To plead such a claim would require facts showing that: (1) objectively, the deprivation was sufficiently serious, in that the challenged, official acts caused denial of “the minimal civilized measure of life's necessities”; and (2) subjectively, the defendant prison officials acted with “deliberate indifference to inmate health or safety.” Farmer v. Brennan, 511 U.S. 825, 834 (1994) (citations omitted). To satisfy the first element, the prisoner must show “significant physical or emotional harm, or a grave risk of such harm, ” resulting from the challenged conditions. Shakka v. Smith, 71 F.3d 162, 166 (4th Cir. 1995).
The facts in Smith's complaint do not satisfy either of these elements. Although he apparently believes that officers at the jail could have done “better” to prevent the spread of COVID-19, he does not allege that he was particularly vulnerable to serious complications from the virus. Nor does he allege that he suffered any such complications. Smith also does not allege that any officer, let alone Hutcheson, actually knew of and disregarded a serious risk to his health or safety.
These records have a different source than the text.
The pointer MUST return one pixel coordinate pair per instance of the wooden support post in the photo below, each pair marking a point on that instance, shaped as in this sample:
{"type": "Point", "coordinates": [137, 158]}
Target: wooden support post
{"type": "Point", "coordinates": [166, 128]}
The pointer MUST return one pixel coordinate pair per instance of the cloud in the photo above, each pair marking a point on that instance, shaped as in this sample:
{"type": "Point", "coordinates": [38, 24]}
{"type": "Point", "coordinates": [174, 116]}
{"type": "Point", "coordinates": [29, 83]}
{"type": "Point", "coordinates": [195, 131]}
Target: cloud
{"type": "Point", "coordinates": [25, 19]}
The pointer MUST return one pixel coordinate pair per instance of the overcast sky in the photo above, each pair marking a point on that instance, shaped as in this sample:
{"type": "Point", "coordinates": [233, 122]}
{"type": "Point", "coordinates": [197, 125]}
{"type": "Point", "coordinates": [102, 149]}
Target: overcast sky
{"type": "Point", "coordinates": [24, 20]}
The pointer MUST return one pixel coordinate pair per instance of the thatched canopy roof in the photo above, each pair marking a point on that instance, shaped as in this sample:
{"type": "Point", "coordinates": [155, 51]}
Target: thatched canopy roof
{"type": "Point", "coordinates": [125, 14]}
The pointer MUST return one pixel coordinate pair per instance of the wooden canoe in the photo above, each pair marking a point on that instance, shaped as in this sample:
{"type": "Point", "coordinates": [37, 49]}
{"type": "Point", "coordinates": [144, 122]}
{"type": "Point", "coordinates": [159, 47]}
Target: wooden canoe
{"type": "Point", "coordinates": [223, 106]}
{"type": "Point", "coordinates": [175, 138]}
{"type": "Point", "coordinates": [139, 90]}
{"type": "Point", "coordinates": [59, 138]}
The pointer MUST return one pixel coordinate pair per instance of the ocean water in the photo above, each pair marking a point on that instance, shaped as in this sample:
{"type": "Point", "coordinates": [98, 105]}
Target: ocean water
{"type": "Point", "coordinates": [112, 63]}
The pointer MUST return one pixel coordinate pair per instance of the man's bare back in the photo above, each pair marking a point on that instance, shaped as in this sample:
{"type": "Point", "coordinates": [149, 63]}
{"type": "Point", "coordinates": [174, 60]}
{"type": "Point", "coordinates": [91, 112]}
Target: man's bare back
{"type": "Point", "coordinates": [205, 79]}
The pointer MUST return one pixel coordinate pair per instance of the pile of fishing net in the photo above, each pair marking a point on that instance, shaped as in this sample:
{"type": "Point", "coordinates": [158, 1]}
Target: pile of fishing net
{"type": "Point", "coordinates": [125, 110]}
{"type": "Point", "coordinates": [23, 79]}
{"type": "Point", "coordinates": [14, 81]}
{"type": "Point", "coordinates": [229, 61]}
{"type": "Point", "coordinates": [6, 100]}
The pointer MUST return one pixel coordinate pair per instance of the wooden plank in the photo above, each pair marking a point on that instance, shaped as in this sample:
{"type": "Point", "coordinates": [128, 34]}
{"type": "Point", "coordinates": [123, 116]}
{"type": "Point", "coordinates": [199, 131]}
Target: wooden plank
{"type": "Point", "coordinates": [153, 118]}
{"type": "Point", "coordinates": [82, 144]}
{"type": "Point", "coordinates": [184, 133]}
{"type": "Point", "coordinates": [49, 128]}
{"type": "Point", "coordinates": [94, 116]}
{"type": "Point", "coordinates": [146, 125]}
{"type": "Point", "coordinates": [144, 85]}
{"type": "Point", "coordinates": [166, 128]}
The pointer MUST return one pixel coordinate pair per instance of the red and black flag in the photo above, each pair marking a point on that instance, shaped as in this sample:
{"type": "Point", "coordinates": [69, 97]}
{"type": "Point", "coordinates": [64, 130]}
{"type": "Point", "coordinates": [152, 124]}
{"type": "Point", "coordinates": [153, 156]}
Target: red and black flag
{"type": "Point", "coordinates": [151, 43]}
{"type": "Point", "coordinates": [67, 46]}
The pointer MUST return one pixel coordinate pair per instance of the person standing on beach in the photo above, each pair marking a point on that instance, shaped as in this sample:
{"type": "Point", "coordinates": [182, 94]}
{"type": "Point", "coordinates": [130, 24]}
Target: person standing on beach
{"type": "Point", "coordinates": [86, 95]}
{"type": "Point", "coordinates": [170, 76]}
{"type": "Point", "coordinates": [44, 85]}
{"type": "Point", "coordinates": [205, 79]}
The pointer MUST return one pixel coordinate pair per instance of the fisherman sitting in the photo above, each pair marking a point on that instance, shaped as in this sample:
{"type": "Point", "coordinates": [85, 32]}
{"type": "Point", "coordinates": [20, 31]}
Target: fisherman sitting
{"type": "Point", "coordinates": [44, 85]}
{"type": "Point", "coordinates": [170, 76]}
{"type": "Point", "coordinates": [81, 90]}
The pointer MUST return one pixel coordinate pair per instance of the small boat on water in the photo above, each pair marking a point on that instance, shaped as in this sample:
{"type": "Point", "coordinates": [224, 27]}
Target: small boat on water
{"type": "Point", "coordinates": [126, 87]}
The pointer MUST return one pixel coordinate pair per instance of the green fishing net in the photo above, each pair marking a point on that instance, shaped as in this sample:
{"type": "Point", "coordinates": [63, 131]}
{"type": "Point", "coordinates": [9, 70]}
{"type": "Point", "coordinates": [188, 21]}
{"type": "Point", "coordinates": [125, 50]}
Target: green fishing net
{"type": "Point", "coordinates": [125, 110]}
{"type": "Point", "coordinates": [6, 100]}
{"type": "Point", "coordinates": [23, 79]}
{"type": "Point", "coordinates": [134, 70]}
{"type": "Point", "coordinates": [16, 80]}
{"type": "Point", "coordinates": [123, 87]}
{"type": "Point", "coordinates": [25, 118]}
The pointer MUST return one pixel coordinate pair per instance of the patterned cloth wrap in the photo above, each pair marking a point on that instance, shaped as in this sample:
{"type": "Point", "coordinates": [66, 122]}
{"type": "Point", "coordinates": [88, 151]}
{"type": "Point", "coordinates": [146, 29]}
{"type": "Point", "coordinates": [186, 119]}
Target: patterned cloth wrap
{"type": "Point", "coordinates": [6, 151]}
The mere fact that a prisoner was diagnosed with COVID-19 while in a jail or prison, without more, does not state a constitutional claim.
II. CONCLUSION
For the foregoing reasons, Smith's complaint is subject to dismissal. In light of his status as a pro se litigant, however, the court will give him an opportunity to amend his complaint if he can correct the deficiencies noted in this opinion. Any amended complaint must be filed within thirty days. If he chooses to file one, his amended complaint should contain sufficient factual matter to state a plausible claim and must name a proper defendant.
An appropriate order will be entered.